Resnick pulled the door open and, with a final glance back at Raymond through the glass, began to walk toward the bridge.
Thirty-five
The first thing Resnick did, after bending to scoop up the post, was sneeze. And sneeze again. It could have been the beginning of an unseasonable cold, far more likely a reaction to cat hairs and dust. He’d tried paying a woman to come in and keep the place under control, clean and tidy; had tried several times, in fact, without avail. If they’d been any good they’d soon moved on to more profitable things, less than good and he would swear when he looked around the house was in more of a state than it had been before. And they lost things, moved things, broke a cup that had belonged to his grandfather and which had survived the journey from Poland, snapped an arm from a statue of Duke Ellington his favorite uncle had given him for his twenty-first.
So Resnick kept the dirt at bay as best he could; his favored method being to wait until the dust had collected itself into wispy balls in the room corners and along the skirting boards, then reach down and snag them as he passed.
On the way home, he’d stopped off at the deli and bought a small container of sun-dried tomatoes, a larger one of marinaded aubergine. He dipped a finger into the oil at the bottom of the latter and brought it to his mouth-coriander, garlic, and something else he couldn’t immediately identify.

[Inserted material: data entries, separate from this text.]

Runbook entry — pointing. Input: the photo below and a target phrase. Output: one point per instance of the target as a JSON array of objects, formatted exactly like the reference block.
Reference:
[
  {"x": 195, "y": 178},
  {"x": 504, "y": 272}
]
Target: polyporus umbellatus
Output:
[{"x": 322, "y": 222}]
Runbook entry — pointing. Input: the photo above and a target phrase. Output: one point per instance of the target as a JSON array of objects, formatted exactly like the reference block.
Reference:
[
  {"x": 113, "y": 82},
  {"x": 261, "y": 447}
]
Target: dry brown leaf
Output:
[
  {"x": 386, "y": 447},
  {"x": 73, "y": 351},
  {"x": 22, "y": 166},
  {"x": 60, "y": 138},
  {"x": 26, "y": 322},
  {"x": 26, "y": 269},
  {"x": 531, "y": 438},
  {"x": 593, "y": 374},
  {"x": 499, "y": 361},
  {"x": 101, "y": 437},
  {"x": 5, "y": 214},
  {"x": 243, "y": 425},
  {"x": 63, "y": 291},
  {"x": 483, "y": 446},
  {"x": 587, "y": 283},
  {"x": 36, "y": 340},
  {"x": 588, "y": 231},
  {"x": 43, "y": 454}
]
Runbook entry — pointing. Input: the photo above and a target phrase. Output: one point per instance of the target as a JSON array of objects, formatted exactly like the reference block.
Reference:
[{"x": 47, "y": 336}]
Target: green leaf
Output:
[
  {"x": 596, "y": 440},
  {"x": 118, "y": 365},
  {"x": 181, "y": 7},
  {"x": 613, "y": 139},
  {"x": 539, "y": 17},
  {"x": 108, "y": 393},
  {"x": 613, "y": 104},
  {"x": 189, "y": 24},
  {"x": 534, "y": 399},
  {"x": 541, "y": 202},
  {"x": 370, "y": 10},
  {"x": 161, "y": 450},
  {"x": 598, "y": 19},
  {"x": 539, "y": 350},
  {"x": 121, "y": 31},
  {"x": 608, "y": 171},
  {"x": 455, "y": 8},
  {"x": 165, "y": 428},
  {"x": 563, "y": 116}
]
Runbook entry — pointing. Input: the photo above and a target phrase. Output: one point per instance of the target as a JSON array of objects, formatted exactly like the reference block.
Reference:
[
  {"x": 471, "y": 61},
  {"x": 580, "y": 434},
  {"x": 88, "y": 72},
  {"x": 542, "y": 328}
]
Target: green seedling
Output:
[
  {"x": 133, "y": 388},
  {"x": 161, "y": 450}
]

A swig of beer and he cut two slices of rye bread and covered each lightly with mayonnaise; scorning a fork, he laid the slippery flesh of the aubergine across one of the slices and several of the skinny strips of tomato here and there over that. Licking his fingers clean, he ferreted around for what else he could find. There was a thickish piece of smoked ham, from which he stripped away the fatty edge; the fat he shared with Bud, the smallest of the cats, the rest of the meat he smeared with mustard before placing it on the second slice of bread. From various and sundry chunks of cheese, he selected a soft Taleggio, cutting away the orange rind before setting the cheese on top of the ham. The rind he dropped on to the floor, where it was argued over by the cats.
All Resnick’s sandwich needed now was something crunchy at its center and he cut a dill pickle in two, eating one piece there and then before placing the other on top of the cheese and swiftly pressing the whole thing together. Holding it together with one hand, he cut the sandwich in half with the serrated edge of the bread knife and carried it on a plate into the front room.
Among the stacks of black and brittle 78s Resnick’s uncle had allowed his young nephew to browse through whenever he had visited the house, along with others by Dinah Washington, Billie Holiday, the Ink Spots, and Ella Fitzgerald, there had been several records by the Mills Brothers. “Dinah,” “Swing it, Sister,” “You Always Hurt the One You Love.” Resnick had liked the smooth sweep of their voices, had been intrigued by the way they mimicked the sounds of instruments with their mouths.
He set the CD he’d bought from Raymond to play and was biting into the second half of the sandwich and listening to “Paper Doll,” when the phone started to ring. Twisting in his chair, he could just reach the receiver.